EMC VMware's ESX 3.0 was released a bit more than three years ago. While ESX 2.5 was a solid virtualization platform, ESX 3.0 seemed to push server virtualization into the realm where a lot of small and large businesses alike could really sink their teeth into it. The new high-availability features in ESX 3.0 were a huge draw to many businesses seeking better uptime, and the refined centralized management offered by VirtualCenter 2.0 was compelling. Support for a wider set of hardware such as iSCSI SANs also allowed high-end functionality at a lower price.
Now that we're three years down the road, many of these initial adopters of ESX 3.0 are starting to replace their hosts with new ones and preparing to upgrade to vSphere 4.0. That seems to be leaving a lot of server admins staring at a stack of three-year-old virtualization hosts that aren't yet finished doing their jobs. Sure, they might not be quite fast enough to go the distance with increased production loads, and you might like to have some more performance headroom, but it's always a painful decision to turn off a bunch of expensive servers and not do anything with them.

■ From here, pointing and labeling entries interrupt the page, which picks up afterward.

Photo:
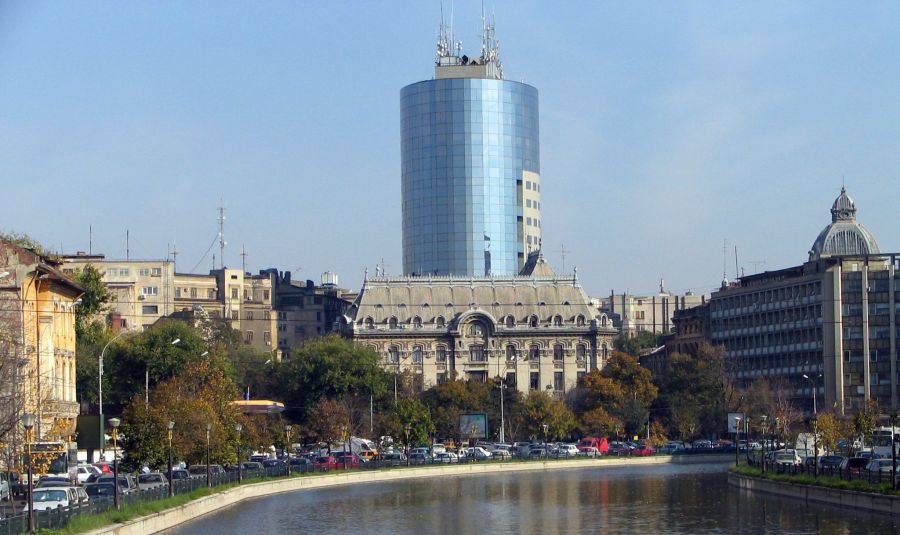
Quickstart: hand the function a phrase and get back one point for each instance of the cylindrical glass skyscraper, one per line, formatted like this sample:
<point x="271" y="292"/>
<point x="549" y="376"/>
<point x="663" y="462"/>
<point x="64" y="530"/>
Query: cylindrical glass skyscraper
<point x="470" y="171"/>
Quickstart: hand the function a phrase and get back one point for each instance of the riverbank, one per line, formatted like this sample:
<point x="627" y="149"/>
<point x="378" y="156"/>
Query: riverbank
<point x="854" y="499"/>
<point x="169" y="518"/>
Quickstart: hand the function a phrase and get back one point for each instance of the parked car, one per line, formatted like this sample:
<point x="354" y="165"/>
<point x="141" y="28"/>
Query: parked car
<point x="152" y="481"/>
<point x="84" y="471"/>
<point x="787" y="458"/>
<point x="127" y="483"/>
<point x="180" y="473"/>
<point x="446" y="457"/>
<point x="53" y="481"/>
<point x="347" y="460"/>
<point x="52" y="497"/>
<point x="393" y="458"/>
<point x="830" y="461"/>
<point x="97" y="491"/>
<point x="619" y="448"/>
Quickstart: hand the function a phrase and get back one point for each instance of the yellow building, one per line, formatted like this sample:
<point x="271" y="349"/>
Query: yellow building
<point x="37" y="331"/>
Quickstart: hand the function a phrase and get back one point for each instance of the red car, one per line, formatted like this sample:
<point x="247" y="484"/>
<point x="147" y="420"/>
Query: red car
<point x="325" y="462"/>
<point x="347" y="460"/>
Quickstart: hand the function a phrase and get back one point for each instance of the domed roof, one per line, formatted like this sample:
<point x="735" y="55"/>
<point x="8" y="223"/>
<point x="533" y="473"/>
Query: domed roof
<point x="844" y="236"/>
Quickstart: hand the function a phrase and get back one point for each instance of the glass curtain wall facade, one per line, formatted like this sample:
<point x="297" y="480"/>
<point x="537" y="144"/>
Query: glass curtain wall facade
<point x="470" y="161"/>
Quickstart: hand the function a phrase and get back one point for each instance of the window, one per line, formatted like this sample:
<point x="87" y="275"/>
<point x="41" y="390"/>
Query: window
<point x="511" y="379"/>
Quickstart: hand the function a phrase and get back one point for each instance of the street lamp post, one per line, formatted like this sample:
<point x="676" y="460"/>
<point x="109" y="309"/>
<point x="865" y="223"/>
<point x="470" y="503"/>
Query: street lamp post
<point x="169" y="427"/>
<point x="28" y="423"/>
<point x="208" y="468"/>
<point x="407" y="429"/>
<point x="239" y="428"/>
<point x="114" y="423"/>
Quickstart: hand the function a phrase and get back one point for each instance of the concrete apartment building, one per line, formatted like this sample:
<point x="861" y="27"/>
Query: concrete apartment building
<point x="37" y="346"/>
<point x="633" y="314"/>
<point x="271" y="312"/>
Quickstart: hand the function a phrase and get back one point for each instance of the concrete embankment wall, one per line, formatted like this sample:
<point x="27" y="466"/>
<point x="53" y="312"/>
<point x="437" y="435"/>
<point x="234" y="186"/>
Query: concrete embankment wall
<point x="215" y="502"/>
<point x="866" y="501"/>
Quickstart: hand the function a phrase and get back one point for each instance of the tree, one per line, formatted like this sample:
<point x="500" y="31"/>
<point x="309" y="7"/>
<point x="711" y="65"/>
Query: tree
<point x="202" y="394"/>
<point x="327" y="422"/>
<point x="94" y="302"/>
<point x="539" y="409"/>
<point x="331" y="367"/>
<point x="152" y="355"/>
<point x="411" y="413"/>
<point x="692" y="392"/>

Instead of tossing their old hosts in a Dumpster, many enterprises are opting to reuse them. Some turn them into development clusters to separate dev loads from production loads. Some make them available for testing and training. My favorite use is as the seed hardware for a warm site. Even if the old hardware can't run all your production resources at 100 percent resource availability, having some immediately available production capability in a production site failure scenario is better than none -- and it bridges the gap between the time of the disaster and the time that you can get replacement hardware on site.
Assuming that business continuity is important to your organization and you have multiple offices or a sufficiently large campus, building a warm site is a great use of your hardware. It certainly isn't free and there are a number of common pitfalls that you'll want to steer clear from, but it's definitely a worthy endeavor if downtime costs you money.
Step 1: Define the service level
First, you need to define the level of service you want to grant with your warm site. Do you want to protect all of your machines or just a subset? How quickly do you want to be able to recover (RTO)? How old can your data be when you do recover (RPO)? Your answers to these questions may change as you work through the design process and start attaching price tags to varying levels of service, but you should never let what you can afford directly drive what you provide.
It may be that, to be useful, a warm site would cost more than you can currently afford to spend on it. In that case it's better to save your pennies and do it correctly than to implement something that won't accomplish your organization's goals.
Step 2: Assess your SAN situation for replication options
The SAN is the first piece of hardware that needs to be looked at, as it tends to be the most expensive. If possible, using asynchronous SAN-to-SAN replication is the best way to implement a warm site. Depending on the SAN platform in use, such replication might simply be impossible or uneconomical.